Booty wasn't trying to pull a quick one on the Minnesota media, or the Vikings. In fact, the week before the draft he mentioned in a television interview that he would like to land with the Vikings.
His desire was based largely on the fact the Vikings run a version of the West Coast offense and Booty already is quite familiar with a system that is high on verbiage and precision.
That familiarity is one reason the Vikings made a trade with NFC North rival Green Bay to move up 13 spots in the fifth round so they could draft Booty. Coach Brad Childress had voiced his desire to get a developmental-type quarterback on his roster and Booty fits that description.
Booty will compete with Brooks Bollinger for the No. 3 spot in training camp and odds are the rookie will win the job.
"Obviously, Brooks has the experience in the system," Childress said. "(But) we wouldn't have taken the guy if we didn't feel like he had skills and ability. We'll watch and see how that plays itself out."
Even if Booty wins that job, he still will have Tarvaris Jackson and veteran Gus Frerotte in front of him. Jackson could be the Vikings' starter for the long term, at least that is what the club is hoping, but Booty seemed no more bothered by that than he was by where he was selected in the draft.
"All of us athletes know that any player in the NFL is a great player and I know Tarvaris is," Booty said. "I just want to come in there and I'm a big team guy. I just want to get in there and talk with him and learn as much as I can from him. He's got a year under his belt now and the other veteran guys as well. Just get in there and be a part of the team and just practice my butt off and compete and try to do the best I can."
Follow the logic:
Allen will provide the type of consistent pressure that the Vikings haven't been able to get in recent years — he had an NFL-leading 15.5 sacks last season with Kansas City — thus Sharper, who can sniff out a potential interception from a mile away, should be able to step in front of plenty of errant passes.

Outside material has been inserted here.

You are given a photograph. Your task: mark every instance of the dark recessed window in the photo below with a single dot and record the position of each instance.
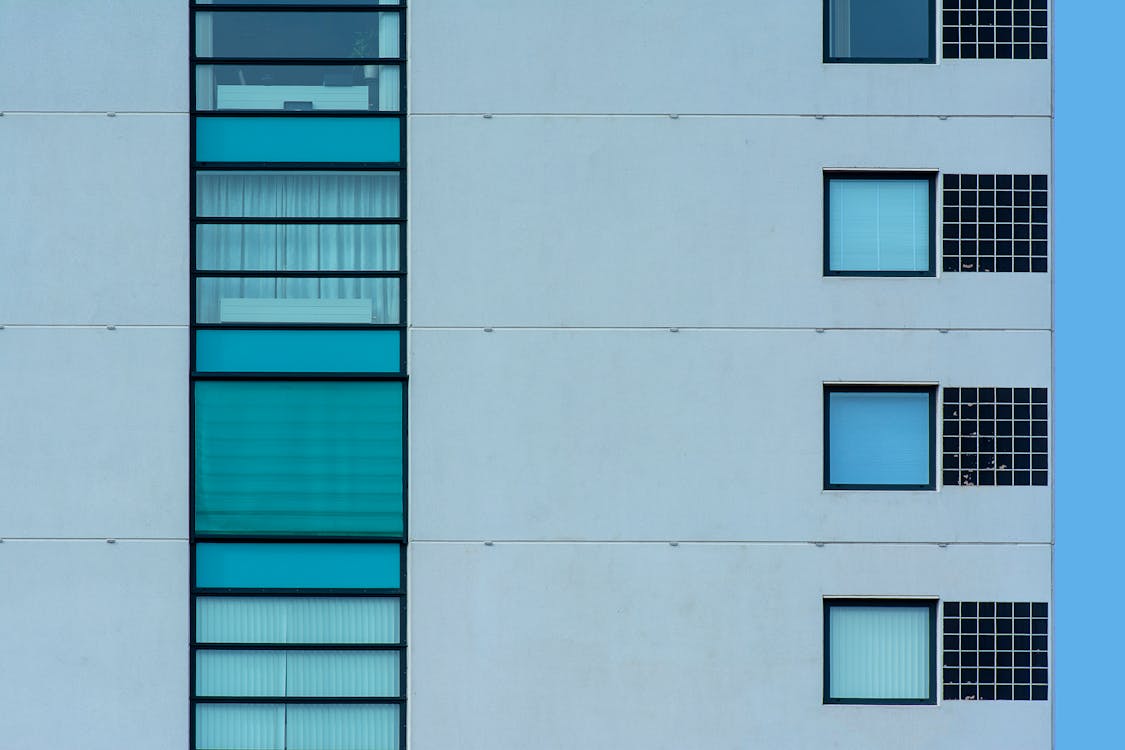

While this might be true, Sharper should enjoy any success he has in purple in 2008. Why? The veteran will turn 33 in November, is entering the final season of his contract and might have seen his replacement selected in the second round of this year's NFL draft.
Minnesota traded up in that round in order to take Arkansas State safety Tyrell Johnson. Johnson opened eyes at the NFL Scouting Combine in Indianapolis — he had a time of 4.44 in the 40-yard dash — and also more than held his own in games against big-time programs such as Tennessee and Texas.
"When you compare him, we thought he had unique ball skills which is something that's very important, especially at the safety position," said Rick Spielman, Vikings vice president of player personnel. "He has an excellent closing burst, anticipates well, does a nice job when they do send him on blitzes. He can play either off or up in the box, so he brings you a complete safety where it gives you some flexibility on the back end to roll your safety up."
The Vikings' long-term plan is to pair Johnson with veteran Madieu Williams, whom the franchise made one of the highest-paid free agents in the NFL in March when it signed him as a free agent. Williams, a member of the Cincinnati Bengals for his first four seasons, will turn 27 in October.
Johnson, whose father is former NBA All-Star Alvin Robertson, certainly doesn't lack any confidence about his ability to have an immediate impact.
"I think I can come in and contribute right away," he said. "Kind of like coming out of high school and going to college, I thought I could have played my first year but they redshirted me. I was ready and willing to play. It's the same thing coming into the NFL.
"I am ready and willing. It all depends on what the coaching staff has for me and I'm just going to respect whatever they have for me and whatever they want me to do. I'm going to be there and I'm going to get it done."
Starting left tackle Bryant McKinnie could be facing disciplinary action from the NFL after being arrested in February following a brawl in Miami, Fla.
QUOTE TO NOTE: "I don't think you are ever satisfied. You never have the perfect 53 and you are always looking to upgrade. We'll continue to do that because I think the first time you say, ‘Man, we've arrived,' that's when you make your mistake. Now you keep pushing through and right after this draft a couple of weeks from now we'll be getting started on next year's draft and we'll see what happens during the summer on who gets cut or if there are any potential trades out there that could help us. That's our job is to try to get Coach Childress the best players to help us win and we'll continue to do that." — Vikings vice president of player personnel Rick Spielman on assessing the team's roster and the fact it appears considerably stronger than this point last year.